## Stream: graph theory

### Topic: Design question on pushforward / pullback

#### Vincent Beffara (Feb 01 2022 at 13:04):

Hi,

So I rewrote a big part of what I had done on contractions in terms of pushforwards and pullbacks for graph structures, and I have questions about how to proceed. The pushforward operation for simple_graph is natural enough:

def push (f : V → V') (G : simple_graph V) : simple_graph V' :=
{
adj := λ x' y', x' ≠ y' ∧ ∃ x y : V, f x = x' ∧ f y = y' ∧ G.adj x y,
symm := λ x' y' ⟨h₀,x,y,h₁,h₂,h₃⟩, ⟨h₀.symm,y,x,h₂,h₁,h₃.symm⟩,
loopless := λ _ ⟨h₀,_⟩, h₀ rfl
}


(well, natural up to the presence of the x' ≠ y' which makes me feel that it would be more natural to push into a graph or multigraph and then restrict back to simple_graph but that will be for after the big transition). Then, a contraction is just a push by a function with connected cosets.

On the other hand, for the pullback operation, there are two natural options, the first is

def pull (f : V → V') (G' : simple_graph V') : simple_graph V :=
{
symm := λ _ _ h, G'.symm h,
loopless := λ _, G'.loopless _
}


and the second is

def pull' (f : V → V') (G' : simple_graph V') : simple_graph V :=
{
adj := λ x y, x ≠ y ∧ (f x = f y ∨ G'.adj (f x) (f y)),
symm := λ x y ⟨h₁,h₂⟩, by { refine ⟨h₁.symm,_⟩, cases h₂, left, exact h₂.symm, right, exact h₂.symm },
loopless := λ x, by { push_neg, intro, contradiction }
}


(which is like the first except the cosets are filled with edges; somehow pull is the minimal version and pull' is maximal, still with the constraint that x ≠ y is needed for a simple_graph).

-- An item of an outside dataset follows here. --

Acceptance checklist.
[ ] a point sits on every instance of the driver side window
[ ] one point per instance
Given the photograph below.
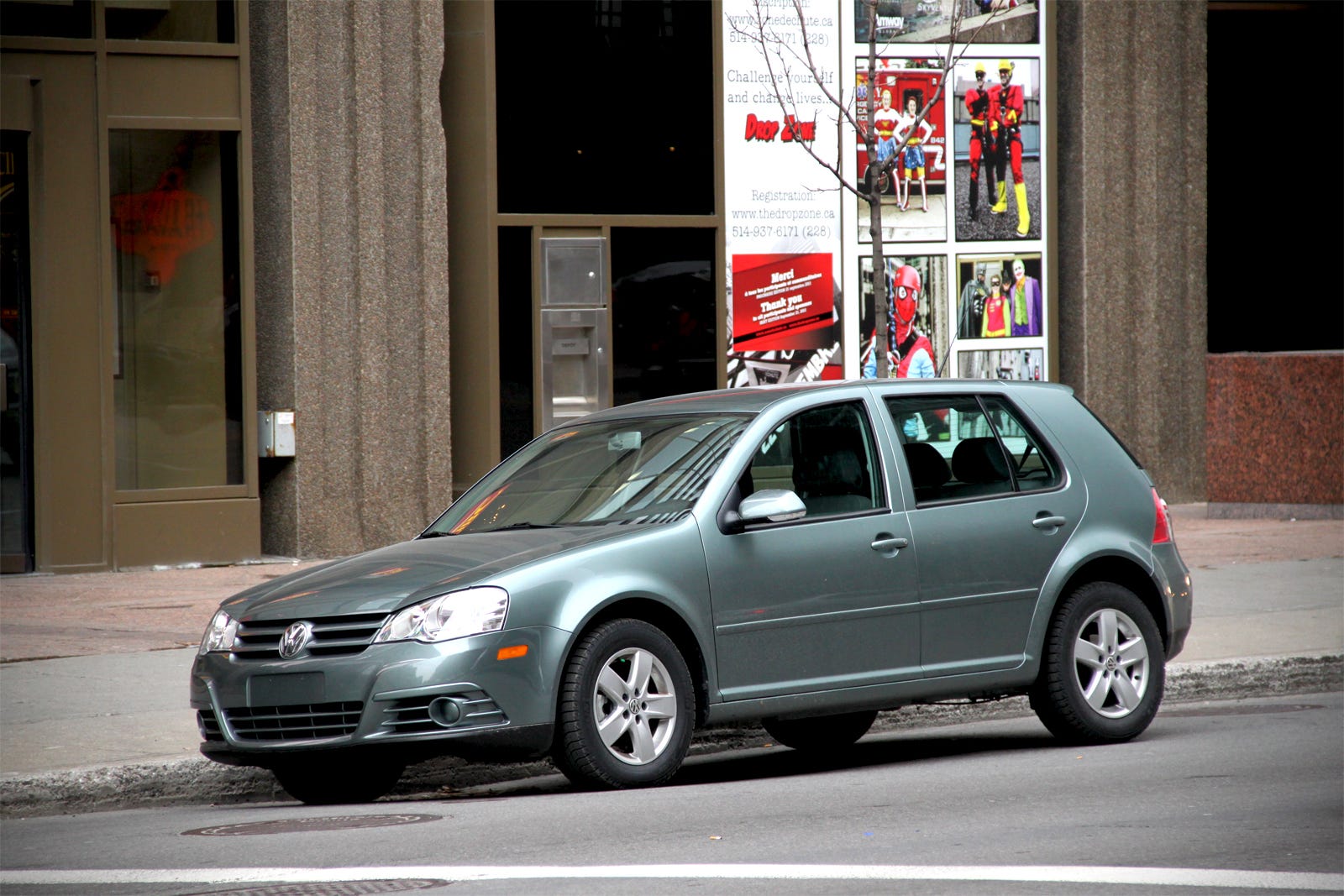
(826, 456)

The first one is easier to work with and feels more universal, the second one is sometimes more useful especially wrt contractions).

The rest of the code is here: https://github.com/vbeffara/lean/blob/main/src/graph_theory/pushforward.lean

So, the question is: which one of these pulls should be the pullback?

(BTW, this feels very much like reinventing the wheel, probably all of that is already somewhere in mathlib in a level of generality that is so high that I would not recognize it :wink:)

#### Eric Wieser (Feb 05 2022 at 07:10):

docs#relation.map and docs#relation.comap are the general versions, with α = {e : sym2 V // ¬e.is_diag}

#### Vincent Beffara (Feb 05 2022 at 09:15):

Ah, thanks! But unfortunately the image under relation.map is not right because for a simple_graph it needs to be irreflexive, so using it would mean saying neq \inf relation.map G.adj f f or something, which I find more awkward than defining it by hand.

The link to comap is broken :sad: ... probably because the most common use case is just r on f (or maybe precisely because there are several natural choices?)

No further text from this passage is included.